Plugins

Azkaban is designed to be modular. We are able to plug in code to add viewer pages or execute jobs in a customizable manner. These pages will describe the azkaban-plugins that can be downloaded from the download page and how to extend Azkaban by creating your own plugins or extending an existing one.

HadoopSecurityManager

The most common adoption of Azkaban has been in the big data platforms such as Hadoop, etc. Azkaban’s jobtype plugin system allows most flexible support to such systems.

Azkaban is able to support all Hadoop versions, with support for Hadoop security features; Azkaban is able to support various ecosystem components with all different versions, such as different versions of pig, hive, on the same instance.

A common pattern to achieve this is by using the HadoopSecurityManager class, which handles talking to a Hadoop cluster and take care of Hadoop security, in a secure way.

Hadoop Security with Kerberos, Hadoop Tokens

When Hadoop is used in enterprise production environment, it is advisable to have its security feature turned on, to protect your data and guard against mistakes.

Kerberos Authentication

The most common authentication provided by Apache Hadoop is via Kerberos, which requires a KDC to authenticate users and services.

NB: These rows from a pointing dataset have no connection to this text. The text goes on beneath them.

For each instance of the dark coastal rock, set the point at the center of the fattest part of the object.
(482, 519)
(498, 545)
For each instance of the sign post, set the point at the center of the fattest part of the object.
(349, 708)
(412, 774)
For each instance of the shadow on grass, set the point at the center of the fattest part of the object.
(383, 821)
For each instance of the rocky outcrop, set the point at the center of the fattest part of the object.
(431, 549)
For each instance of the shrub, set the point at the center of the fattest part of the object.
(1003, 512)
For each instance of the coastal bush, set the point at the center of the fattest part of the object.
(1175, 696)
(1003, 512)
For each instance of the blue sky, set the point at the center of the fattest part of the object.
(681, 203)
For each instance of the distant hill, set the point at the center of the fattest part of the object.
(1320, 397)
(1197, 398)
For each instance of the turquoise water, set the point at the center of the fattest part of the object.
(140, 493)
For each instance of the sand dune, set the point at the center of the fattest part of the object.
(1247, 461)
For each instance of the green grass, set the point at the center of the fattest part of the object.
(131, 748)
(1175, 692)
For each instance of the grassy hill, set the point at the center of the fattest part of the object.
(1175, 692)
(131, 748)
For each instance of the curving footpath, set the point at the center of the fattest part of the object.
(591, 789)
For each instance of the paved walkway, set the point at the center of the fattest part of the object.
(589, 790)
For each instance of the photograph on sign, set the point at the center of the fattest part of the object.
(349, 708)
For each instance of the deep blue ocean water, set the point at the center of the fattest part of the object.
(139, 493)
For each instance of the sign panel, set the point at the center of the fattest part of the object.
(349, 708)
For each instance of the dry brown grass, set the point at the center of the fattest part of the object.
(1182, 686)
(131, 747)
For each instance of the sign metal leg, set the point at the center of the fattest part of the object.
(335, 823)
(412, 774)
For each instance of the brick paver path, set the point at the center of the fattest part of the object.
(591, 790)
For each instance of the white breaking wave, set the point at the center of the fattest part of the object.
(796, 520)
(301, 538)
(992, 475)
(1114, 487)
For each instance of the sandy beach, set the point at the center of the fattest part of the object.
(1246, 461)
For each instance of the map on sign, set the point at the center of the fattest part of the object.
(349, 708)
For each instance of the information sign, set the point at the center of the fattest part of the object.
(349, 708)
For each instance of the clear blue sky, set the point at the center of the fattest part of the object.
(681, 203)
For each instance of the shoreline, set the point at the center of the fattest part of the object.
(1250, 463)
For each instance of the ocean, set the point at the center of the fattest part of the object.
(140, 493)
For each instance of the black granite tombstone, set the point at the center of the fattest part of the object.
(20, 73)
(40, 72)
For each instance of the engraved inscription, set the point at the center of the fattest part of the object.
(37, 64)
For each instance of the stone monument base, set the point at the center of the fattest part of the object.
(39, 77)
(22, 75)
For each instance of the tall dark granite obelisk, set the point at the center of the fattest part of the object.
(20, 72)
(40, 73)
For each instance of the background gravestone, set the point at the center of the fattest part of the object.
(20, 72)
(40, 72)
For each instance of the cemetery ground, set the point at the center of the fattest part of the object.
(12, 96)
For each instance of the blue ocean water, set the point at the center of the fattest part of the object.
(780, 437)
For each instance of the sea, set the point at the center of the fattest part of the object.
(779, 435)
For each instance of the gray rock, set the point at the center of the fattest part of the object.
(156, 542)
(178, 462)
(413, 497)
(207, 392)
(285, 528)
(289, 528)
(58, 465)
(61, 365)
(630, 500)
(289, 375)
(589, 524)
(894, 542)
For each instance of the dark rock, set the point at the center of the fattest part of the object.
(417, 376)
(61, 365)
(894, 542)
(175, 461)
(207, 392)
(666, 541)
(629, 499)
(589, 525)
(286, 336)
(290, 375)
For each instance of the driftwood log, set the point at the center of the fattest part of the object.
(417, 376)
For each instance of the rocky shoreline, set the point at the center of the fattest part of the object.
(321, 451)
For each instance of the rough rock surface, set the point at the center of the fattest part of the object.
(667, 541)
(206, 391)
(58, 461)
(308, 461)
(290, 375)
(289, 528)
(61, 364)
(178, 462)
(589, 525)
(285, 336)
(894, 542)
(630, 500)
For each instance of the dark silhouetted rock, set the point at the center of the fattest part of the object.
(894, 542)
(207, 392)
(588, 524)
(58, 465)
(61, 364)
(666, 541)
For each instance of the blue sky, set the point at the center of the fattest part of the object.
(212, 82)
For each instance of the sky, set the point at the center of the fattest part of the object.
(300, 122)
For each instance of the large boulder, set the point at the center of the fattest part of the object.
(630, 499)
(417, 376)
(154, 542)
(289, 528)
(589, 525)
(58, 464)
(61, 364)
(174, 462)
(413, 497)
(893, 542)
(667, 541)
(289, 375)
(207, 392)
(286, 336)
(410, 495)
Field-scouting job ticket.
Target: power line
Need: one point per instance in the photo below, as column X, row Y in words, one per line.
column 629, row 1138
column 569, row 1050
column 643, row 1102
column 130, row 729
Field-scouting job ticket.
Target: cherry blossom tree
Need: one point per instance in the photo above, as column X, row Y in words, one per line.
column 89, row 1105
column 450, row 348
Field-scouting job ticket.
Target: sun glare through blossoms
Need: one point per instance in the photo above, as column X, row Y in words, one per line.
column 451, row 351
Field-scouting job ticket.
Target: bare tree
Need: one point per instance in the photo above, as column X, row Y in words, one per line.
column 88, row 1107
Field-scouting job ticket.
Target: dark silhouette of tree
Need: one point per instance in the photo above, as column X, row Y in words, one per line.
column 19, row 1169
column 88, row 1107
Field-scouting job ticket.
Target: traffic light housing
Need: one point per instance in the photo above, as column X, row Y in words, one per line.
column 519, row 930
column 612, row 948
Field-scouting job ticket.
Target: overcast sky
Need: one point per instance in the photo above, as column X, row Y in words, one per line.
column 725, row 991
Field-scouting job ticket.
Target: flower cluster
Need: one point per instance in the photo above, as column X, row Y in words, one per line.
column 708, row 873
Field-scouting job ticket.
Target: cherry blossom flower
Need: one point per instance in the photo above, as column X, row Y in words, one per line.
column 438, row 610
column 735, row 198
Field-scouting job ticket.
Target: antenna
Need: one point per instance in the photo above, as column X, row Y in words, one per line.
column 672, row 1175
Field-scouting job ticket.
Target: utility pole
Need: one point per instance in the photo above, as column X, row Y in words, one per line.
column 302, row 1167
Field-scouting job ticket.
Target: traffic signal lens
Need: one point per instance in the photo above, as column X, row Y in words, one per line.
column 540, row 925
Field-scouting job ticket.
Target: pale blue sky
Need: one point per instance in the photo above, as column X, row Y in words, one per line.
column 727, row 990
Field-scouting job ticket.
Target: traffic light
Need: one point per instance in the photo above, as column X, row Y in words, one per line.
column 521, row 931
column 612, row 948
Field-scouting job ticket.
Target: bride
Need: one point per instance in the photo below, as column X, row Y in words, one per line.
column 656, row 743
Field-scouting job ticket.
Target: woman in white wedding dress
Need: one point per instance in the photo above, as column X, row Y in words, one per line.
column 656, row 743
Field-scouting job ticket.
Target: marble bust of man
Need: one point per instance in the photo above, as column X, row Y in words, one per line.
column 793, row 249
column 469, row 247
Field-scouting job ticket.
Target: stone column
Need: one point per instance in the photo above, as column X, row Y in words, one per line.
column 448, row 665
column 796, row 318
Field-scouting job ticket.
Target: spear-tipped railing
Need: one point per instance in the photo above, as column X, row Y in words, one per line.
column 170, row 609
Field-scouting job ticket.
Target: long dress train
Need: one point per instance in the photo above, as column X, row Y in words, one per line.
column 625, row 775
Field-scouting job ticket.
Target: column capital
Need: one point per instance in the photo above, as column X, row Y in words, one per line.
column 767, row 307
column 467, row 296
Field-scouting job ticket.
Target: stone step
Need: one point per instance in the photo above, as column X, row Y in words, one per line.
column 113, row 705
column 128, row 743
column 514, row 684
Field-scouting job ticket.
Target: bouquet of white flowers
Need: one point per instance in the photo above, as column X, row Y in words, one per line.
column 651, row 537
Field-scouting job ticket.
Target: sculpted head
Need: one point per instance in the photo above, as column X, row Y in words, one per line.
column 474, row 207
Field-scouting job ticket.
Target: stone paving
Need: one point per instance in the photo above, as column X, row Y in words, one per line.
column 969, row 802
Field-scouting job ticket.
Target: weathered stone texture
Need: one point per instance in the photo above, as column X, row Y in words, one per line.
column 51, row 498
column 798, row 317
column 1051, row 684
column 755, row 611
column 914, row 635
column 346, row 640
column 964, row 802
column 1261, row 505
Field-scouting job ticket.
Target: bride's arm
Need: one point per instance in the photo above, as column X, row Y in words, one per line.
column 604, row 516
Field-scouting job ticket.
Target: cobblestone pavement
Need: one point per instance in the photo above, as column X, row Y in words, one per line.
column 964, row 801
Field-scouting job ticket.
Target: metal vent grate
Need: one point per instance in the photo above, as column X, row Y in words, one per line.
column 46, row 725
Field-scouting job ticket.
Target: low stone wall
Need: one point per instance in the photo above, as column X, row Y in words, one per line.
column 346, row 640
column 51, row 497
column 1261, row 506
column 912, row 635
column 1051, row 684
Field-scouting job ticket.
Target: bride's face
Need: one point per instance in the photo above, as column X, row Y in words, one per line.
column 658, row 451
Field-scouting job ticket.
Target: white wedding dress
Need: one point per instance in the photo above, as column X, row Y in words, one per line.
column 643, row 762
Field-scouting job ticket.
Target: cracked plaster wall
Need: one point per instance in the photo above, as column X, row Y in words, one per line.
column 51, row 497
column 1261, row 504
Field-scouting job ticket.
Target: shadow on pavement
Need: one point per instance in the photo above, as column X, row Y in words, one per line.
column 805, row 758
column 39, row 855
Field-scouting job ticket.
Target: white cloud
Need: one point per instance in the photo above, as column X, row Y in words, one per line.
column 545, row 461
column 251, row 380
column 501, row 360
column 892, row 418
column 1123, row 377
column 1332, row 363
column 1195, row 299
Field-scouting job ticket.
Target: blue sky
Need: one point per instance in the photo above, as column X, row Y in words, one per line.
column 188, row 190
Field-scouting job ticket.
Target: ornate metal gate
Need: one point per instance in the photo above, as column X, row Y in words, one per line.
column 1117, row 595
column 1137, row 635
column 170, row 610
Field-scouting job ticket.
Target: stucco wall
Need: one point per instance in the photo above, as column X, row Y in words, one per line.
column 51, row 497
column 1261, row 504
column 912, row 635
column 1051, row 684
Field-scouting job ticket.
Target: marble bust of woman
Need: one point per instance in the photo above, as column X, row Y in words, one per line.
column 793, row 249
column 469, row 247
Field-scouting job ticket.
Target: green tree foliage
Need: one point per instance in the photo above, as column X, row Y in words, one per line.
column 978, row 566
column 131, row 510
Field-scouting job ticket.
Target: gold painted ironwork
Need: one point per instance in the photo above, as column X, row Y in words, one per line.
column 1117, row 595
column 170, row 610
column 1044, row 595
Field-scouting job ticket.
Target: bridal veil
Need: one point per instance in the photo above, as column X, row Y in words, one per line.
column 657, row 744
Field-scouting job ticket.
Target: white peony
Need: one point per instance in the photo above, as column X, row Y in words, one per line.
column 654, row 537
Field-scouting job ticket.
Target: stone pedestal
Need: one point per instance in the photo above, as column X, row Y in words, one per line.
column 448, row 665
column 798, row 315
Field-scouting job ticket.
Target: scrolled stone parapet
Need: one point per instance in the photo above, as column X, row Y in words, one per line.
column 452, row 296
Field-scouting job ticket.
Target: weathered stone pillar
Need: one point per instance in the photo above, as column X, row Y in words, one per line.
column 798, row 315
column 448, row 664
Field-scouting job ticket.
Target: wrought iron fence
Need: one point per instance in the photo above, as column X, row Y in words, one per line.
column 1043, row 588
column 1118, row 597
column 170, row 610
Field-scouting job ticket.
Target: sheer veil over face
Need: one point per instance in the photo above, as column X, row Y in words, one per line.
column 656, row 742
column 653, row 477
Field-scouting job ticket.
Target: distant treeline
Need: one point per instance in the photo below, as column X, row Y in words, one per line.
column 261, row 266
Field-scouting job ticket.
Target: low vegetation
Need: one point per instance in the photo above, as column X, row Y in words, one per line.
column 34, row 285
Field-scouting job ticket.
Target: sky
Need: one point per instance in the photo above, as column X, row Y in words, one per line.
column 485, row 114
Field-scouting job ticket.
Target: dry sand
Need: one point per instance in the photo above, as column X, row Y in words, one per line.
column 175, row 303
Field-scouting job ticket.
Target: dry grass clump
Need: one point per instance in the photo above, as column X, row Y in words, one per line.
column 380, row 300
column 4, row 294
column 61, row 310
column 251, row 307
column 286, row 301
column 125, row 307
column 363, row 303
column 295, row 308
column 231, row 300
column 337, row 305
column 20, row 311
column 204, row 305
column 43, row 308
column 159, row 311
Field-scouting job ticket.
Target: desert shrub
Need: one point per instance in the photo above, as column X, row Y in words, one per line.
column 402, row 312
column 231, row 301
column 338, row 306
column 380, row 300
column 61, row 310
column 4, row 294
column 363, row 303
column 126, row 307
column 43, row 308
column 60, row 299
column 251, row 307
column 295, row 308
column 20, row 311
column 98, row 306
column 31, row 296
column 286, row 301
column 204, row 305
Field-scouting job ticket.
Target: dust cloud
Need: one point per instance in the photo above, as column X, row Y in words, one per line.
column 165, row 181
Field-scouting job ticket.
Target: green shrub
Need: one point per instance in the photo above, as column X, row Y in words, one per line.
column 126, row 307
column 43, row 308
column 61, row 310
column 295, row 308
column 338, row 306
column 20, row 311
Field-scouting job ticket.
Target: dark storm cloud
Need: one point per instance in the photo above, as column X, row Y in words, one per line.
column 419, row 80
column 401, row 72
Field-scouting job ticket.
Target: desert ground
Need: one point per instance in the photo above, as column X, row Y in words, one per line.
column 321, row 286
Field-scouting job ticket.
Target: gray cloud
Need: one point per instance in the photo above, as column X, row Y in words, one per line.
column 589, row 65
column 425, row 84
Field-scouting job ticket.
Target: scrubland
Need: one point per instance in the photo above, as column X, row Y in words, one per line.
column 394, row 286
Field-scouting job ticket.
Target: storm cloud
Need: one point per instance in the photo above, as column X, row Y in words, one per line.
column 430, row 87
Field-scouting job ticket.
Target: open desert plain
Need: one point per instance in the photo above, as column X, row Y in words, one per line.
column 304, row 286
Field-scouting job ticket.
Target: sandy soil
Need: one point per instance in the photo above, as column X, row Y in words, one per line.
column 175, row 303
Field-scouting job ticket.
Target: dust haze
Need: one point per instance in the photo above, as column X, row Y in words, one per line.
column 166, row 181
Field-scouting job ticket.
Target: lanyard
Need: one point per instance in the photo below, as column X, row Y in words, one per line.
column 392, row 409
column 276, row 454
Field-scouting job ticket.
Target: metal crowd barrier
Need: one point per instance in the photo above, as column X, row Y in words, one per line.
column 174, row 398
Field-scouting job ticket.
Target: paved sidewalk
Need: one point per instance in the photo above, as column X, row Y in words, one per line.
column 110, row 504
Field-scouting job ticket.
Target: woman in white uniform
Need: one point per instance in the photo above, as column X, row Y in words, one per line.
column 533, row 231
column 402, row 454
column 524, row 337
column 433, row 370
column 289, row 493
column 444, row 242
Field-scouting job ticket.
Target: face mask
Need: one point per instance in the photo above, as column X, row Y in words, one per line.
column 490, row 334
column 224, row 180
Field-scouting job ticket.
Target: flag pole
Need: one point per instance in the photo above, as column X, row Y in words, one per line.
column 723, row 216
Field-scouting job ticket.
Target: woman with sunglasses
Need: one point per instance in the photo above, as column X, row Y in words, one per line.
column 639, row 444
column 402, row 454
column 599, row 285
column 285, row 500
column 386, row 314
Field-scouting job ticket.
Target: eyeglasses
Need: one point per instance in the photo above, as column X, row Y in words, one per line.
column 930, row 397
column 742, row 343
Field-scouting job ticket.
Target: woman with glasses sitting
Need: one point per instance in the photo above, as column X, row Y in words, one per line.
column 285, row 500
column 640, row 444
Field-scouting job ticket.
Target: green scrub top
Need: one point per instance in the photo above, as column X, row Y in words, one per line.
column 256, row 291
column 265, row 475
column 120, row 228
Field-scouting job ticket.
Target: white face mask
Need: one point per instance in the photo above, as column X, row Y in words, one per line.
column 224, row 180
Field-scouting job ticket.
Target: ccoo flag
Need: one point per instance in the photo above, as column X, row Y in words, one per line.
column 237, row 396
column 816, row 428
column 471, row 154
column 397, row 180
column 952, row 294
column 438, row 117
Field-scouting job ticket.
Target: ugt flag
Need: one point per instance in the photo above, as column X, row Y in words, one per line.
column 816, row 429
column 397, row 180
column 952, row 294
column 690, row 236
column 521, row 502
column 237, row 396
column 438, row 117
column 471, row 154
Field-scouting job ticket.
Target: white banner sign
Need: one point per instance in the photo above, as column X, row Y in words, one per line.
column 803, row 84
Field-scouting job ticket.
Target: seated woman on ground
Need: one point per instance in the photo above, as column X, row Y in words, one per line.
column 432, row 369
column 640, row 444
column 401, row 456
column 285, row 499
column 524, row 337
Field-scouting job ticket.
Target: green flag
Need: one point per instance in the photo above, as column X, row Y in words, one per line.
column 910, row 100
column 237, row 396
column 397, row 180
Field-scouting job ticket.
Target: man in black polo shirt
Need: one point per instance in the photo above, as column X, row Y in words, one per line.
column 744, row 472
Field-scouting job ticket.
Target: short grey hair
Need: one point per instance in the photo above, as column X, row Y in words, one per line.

A user can authenticate with KDC via username/password or use a keytab. KDC distributes a tgt to authenticated users. Hadoop services, such as name node and job tracker, can use this tgt to verify this is authenticated user.

Hadoop Tokens

Once a user is authenticated with Hadoop services, Hadoop will issue tokens to the user so that its internal services won’t flood KDC. For a description of tokens, see here.

Hadoop SecurityManager

For human users, one authenticate with KDC with a kinit command. But for scheduler such as Azkaban that runs jobs on behalf as other users, it needs to acquire tokens that will be used by the users. Specific Azkaban job types should handle this, with the use of HadoopSecurityManager class.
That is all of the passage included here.